Lançado portal para diagnosticar
a real dimensão da fome no Brasil

MANUEL ALVES FILHO

Alunos em horta comunitária de escola pública de Apiaí (SP): portal trará informações sobre segurança alimentar em cidades que não entram nas estatísticas (Foto: Antonio ScarpinettiQue a insegurança alimentar, caracterizada pela dificuldade ou falta de acesso à comida em quantidade e qualidade suficientes para a manutenção da saúde e do bem-estar de uma pessoa, é um dos sérios problemas sociais do Brasil, ninguém discute.
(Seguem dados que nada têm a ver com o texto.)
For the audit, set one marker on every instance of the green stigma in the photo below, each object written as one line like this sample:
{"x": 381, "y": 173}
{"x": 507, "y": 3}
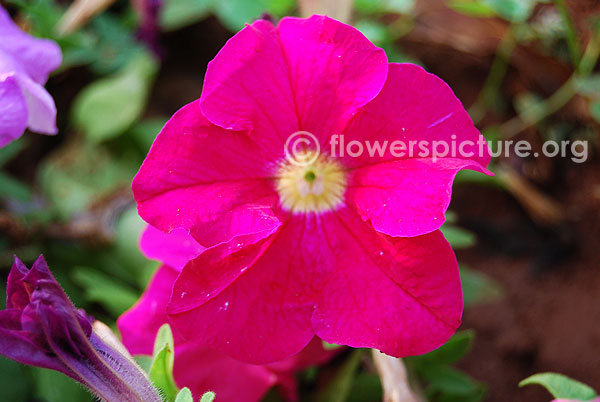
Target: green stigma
{"x": 310, "y": 176}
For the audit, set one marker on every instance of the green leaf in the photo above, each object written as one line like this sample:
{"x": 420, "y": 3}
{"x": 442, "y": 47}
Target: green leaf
{"x": 109, "y": 106}
{"x": 365, "y": 387}
{"x": 145, "y": 362}
{"x": 452, "y": 351}
{"x": 185, "y": 395}
{"x": 589, "y": 85}
{"x": 12, "y": 188}
{"x": 103, "y": 289}
{"x": 176, "y": 14}
{"x": 458, "y": 237}
{"x": 338, "y": 388}
{"x": 52, "y": 386}
{"x": 15, "y": 381}
{"x": 448, "y": 380}
{"x": 384, "y": 6}
{"x": 375, "y": 31}
{"x": 145, "y": 131}
{"x": 561, "y": 386}
{"x": 234, "y": 14}
{"x": 472, "y": 8}
{"x": 161, "y": 371}
{"x": 80, "y": 174}
{"x": 11, "y": 150}
{"x": 208, "y": 397}
{"x": 478, "y": 288}
{"x": 513, "y": 10}
{"x": 330, "y": 346}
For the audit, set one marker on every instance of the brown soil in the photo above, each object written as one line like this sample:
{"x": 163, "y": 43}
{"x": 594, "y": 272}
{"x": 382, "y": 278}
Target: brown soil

O que não se sabe até hoje é a dimensão exata dessa “encrenca”. Dados indiretos disponíveis sobre o tema, como baixa renda, revelam com alguma precisão o que acontece nas capitais e cidades localizadas nas regiões metropolitanas. Mas quais são as condições dos moradores dos pequenos municípios espalhados pelo país? A resposta a esta pergunta deve começar a surgir a partir de agora, graças ao lançamento de um portal pela Rede Alimenta (Rede Interdisciplinar de Estudo e Pesquisa em Segurança Alimentar e Nutricional).

Projeto prevê teleconfêrencias para agentes municipais

O portal, que entrou no ar no último dia 10 de fevereiro, tem por objetivo fornecer instrumentos e capacitar os gestores municipais para a realização do diagnóstico da segurança alimentar em seus territórios. “Nossa expectativa é que as informações geradas pelas pesquisas forneçam uma fotografia mais real sobre a questão da fome no país”, afirma Ana Maria Segall Corrêa, coordenadora da Rede Alimenta e professora da Faculdade de Ciências Médicas (FCM) da Unicamp.

Conhecer a exata dimensão do problema, segundo a epidemiologista, é o primeiro passo para tentar erradicá-lo. Por isso, afirma, os dados que serão gerados com o auxílio do portal podem ser fundamentais para orientar a criação de novas ações de combate à fome ou aperfeiçoar os programas já existentes. “Além de permitir o diagnóstico inicial do nível de segurança alimentar no município, essa ferramenta possibilitará o acompanhamento periódico, em âmbito local, das políticas públicas de alimentação e nutrição”, explica a professora Ana Maria. A proposta da criação do site surgiu em 2004. Desde então, pesquisadores de várias áreas e ligados a diversas instituições vinham trabalhando no seu desenvolvimento. O projeto recebeu o apoio do Instituto de Pesquisas Tecnológicas (IPT) e da divisão de programas acadêmicos da Microsoft.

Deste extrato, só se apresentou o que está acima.